I don’t know if you’ve ever found yourself in the middle of a soy bean field in Southwest Georgia on a summer afternoon, but it’s nowhere for a big-city reporter in khakis and a dress shirt to be. Smith and Mr. Yoder got a few good chuckles out of that.
But I learned a lot about Smith that day. I learned he wasn’t afraid to work or to get dirty. I learned he didn’t mind taking orders. I learned that he always said “yes, sir,” and “no, sir.” And based on the tasks he was charged with, I was deathly afraid he might show up at UGA without a digit or a limb. This was not a vocation for the meek.
Smith told me that day that the games for him were the reward. That’s when he gets to have fun. That’s the payoff for the hard work.
And that’s what the Bulldogs and their fans are seeing on Saturdays. There are bigger tests ahead of Smith and for this Georgia defense. Samford will try to advance the ball by throwing it all over the yard this weekend, but then Mississippi State will bring in Georgia-grown Nick Fitzgerald and one the SEC’s best offenses that will test this defense’s bounds.

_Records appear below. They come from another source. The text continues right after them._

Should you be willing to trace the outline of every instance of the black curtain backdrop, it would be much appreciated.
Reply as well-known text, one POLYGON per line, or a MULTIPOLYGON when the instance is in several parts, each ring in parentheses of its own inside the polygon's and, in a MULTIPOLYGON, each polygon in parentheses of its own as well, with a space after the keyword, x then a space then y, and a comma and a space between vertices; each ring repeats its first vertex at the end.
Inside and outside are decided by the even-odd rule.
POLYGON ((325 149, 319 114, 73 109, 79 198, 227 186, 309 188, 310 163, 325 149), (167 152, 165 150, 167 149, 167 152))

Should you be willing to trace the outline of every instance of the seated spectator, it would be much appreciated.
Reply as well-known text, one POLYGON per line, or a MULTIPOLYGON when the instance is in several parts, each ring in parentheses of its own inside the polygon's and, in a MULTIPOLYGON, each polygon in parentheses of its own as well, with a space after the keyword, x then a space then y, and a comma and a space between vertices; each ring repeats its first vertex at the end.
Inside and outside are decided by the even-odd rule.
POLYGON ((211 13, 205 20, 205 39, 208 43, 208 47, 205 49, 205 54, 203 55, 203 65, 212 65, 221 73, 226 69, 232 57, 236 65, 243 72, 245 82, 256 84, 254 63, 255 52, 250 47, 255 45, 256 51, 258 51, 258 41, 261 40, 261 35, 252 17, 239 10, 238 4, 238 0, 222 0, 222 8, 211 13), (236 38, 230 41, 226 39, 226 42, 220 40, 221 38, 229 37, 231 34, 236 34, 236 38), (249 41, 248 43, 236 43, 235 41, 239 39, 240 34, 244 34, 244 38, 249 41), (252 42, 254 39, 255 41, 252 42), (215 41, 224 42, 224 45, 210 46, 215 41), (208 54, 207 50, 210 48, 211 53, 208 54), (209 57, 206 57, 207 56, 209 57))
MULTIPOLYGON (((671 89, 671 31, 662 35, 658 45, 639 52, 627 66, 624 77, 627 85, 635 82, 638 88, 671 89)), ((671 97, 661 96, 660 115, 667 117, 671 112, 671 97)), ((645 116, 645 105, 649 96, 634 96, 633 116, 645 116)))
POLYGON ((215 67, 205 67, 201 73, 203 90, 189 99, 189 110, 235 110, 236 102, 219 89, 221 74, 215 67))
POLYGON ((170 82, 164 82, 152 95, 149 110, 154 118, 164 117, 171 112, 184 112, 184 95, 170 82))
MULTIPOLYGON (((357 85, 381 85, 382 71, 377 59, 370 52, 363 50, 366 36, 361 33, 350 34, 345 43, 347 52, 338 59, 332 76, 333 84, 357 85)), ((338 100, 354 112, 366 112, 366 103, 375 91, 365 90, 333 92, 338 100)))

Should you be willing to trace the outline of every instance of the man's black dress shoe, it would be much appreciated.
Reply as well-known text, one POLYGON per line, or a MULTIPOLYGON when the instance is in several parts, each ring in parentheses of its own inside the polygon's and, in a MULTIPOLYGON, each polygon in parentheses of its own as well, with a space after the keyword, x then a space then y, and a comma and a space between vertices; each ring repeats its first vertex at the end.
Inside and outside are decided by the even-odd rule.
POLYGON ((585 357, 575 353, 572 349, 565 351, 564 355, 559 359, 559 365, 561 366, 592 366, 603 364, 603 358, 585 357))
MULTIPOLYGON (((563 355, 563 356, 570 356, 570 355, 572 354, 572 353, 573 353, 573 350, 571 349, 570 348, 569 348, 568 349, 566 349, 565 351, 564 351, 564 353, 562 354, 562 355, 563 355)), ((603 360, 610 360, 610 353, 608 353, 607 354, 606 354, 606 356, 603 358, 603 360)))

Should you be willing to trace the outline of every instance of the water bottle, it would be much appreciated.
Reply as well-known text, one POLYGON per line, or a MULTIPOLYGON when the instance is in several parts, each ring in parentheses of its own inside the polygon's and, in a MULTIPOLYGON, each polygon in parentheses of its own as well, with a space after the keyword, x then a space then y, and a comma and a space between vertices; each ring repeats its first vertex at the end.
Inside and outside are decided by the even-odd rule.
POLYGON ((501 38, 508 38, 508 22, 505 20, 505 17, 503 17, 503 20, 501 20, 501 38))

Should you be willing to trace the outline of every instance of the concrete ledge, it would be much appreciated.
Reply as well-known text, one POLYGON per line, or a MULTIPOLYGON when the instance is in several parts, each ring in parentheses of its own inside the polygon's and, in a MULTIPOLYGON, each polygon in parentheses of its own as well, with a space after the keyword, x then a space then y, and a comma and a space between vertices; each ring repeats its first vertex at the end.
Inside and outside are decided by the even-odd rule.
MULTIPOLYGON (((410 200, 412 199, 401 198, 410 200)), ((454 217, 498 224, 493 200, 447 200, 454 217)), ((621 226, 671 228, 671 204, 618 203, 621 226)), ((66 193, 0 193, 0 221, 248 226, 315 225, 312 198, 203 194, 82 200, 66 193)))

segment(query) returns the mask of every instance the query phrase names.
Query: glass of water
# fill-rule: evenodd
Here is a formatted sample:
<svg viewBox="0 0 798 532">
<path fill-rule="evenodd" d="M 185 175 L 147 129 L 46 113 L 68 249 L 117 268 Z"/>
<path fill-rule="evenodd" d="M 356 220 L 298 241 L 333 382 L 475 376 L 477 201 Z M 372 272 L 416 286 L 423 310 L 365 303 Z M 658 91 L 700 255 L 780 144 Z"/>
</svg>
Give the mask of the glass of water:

But with Smith in the middle, the Bulldogs know they have a linebacker that’s going to be hard to block and will wreak havoc sideline-to-sideline if you don’t.
“We trust him out there on Saturday and we see it every day in practice,” Smart said this week. “So it’s not like when you go in the game you’ve got to worry about Roquan. He goes out there and plays full speed every day.”
Notre Dame can tell you all about that.